Hierfür darf das Bresse-Huhn mit dem in Frankreich begehrten →Label Rouge verkauft werden. Auch sonst haben die Bresse und ihre Nachbarregionen eine Fülle an kulinarischen Spezialitäten zu bieten: Wurst und Schinken, Obst und Gemüse, und nicht zuletzt die vielen Käsesorten, die etwas weiter östlich in alpiner Milchwirtschaft entstehen. Das Bugey, die Heimat des Gastrosophen →Brillat-Savarin, grenzt ebenso an die Bresse wie die berühmten Weinberge des Burgund im Westen, auf der anderen Seite der Rhône.

... das kulinarische Herz Frankreichs

Obwohl die junge Eugénie als Halbwaise in ärmlichen Verhältnissen aufwächst, nimmt sie alle diese Eindrücke gierig auf. Mit knapp 20 Jahren gelangt sie nach →Lyon, rund 50km weiter südwestlich gelegen. In der capitale mondiale de la gastronomie, wie Lyon vom Restaurantkritiker →Curnonsky, einem Zeitgenossen von Eugénie Brazier, genannt wurde, hat man es seit jeher verstanden, die Köstlichkeiten aus dem Umland auf höchstem Niveau zu verarbeiten. Eine Institution, die den Ruf Lyons als Welthauptstadt der Gastronomie mitbegründet hat, sind die bouchons. So heißen hier Restaurants, die mit einem aus grünen Zweigen gebundenen und über dem Eingang angebrachten ballenförmigen Strauß, französisch bouchon, anzeigen, dass Küche und Theke geöffnet sind.
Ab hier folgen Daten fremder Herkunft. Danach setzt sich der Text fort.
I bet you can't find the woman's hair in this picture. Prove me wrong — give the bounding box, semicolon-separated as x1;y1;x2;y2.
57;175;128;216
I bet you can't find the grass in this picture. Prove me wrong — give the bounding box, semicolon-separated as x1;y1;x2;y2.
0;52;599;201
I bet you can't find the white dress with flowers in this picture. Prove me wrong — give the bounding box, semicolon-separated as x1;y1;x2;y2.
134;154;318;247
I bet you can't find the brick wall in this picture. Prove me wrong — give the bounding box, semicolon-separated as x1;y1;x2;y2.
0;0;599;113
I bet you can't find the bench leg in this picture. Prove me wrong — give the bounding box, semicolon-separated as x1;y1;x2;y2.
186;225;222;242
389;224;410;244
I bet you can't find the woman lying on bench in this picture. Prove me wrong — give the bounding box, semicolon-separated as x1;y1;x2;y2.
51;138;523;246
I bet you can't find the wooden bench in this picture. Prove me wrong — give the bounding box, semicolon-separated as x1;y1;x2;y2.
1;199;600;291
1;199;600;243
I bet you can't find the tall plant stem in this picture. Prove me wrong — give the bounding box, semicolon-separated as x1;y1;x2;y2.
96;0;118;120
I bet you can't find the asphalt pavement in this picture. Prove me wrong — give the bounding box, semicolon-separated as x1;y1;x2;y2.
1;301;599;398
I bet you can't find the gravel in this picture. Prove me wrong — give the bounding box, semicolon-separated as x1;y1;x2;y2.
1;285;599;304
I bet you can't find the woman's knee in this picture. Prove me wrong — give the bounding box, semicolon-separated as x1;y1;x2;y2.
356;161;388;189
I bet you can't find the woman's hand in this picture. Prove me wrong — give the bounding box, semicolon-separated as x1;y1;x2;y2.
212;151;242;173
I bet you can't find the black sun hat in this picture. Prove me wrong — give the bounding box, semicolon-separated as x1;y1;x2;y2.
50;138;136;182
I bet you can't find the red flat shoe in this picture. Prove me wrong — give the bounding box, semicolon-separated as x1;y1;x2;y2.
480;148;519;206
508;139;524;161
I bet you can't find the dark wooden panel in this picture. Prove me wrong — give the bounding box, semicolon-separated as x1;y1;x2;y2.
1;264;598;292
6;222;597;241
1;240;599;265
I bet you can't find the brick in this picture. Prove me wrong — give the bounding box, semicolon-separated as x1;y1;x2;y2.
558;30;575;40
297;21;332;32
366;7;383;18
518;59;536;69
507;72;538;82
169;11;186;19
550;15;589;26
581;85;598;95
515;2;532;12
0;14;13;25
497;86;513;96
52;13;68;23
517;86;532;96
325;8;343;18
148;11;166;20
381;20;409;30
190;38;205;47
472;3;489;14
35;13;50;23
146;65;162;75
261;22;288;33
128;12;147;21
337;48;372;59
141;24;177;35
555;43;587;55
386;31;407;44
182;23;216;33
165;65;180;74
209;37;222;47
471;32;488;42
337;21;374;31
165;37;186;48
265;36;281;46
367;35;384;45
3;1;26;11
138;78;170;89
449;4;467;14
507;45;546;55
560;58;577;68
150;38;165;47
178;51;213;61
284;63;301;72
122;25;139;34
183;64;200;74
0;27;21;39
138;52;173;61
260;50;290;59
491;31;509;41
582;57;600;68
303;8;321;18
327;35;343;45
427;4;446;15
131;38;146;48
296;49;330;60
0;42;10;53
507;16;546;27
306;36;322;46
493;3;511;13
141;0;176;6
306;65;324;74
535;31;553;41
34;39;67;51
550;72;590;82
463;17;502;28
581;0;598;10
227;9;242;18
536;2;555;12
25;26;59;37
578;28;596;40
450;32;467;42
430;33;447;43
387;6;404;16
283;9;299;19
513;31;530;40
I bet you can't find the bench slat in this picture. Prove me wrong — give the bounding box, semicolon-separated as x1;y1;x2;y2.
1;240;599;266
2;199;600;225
Vergleichbar sind in Deutschland die Straußwirtschaften.

les bouchons

&

les mères

gastronomische Juwele Lyons

Viele dieser Restaurants wurden von Frauen geleitet, die früher in herrschaftlichen Küchen angestellt waren. Da nach der französischen Revolution mit der sinkenden Bedeutung des Adels solche Arbeitsverhältnisse rar geworden waren, eröffneten bzw. übernahmen etliche dieser Köchinnen Restaurants. Diese herausragende Stellung von Frauen in der Gastronomie, deren Küche meist von Männern dominiert wird, ist eine Besonderheit von Lyon. Die Bouchons zeichnen sich durch einfache Küche aus, in der aber beste Zutaten verwendet werden. Zu den Gästen gehörten die canuts, die Arbeiterinnen und Arbeiter der Seidenweberei, lange Zeit ein wichtiger Wirtschaftszweig in Lyon. Aber ebenso fanden sich Angestellte, selbständige Kaufleute, Rechtsanwälte, Akademiker und viele andere ein, sodass die Gästeschar ein breites gesellschaftliches Spektrum repräsentierte. Da die Wirtinnen nicht selten für ihre Gäste auch so etwas wie familiäre Atmosphäre schufen, nannte man sie bald mères lyonnaises, Mütter von Lyon.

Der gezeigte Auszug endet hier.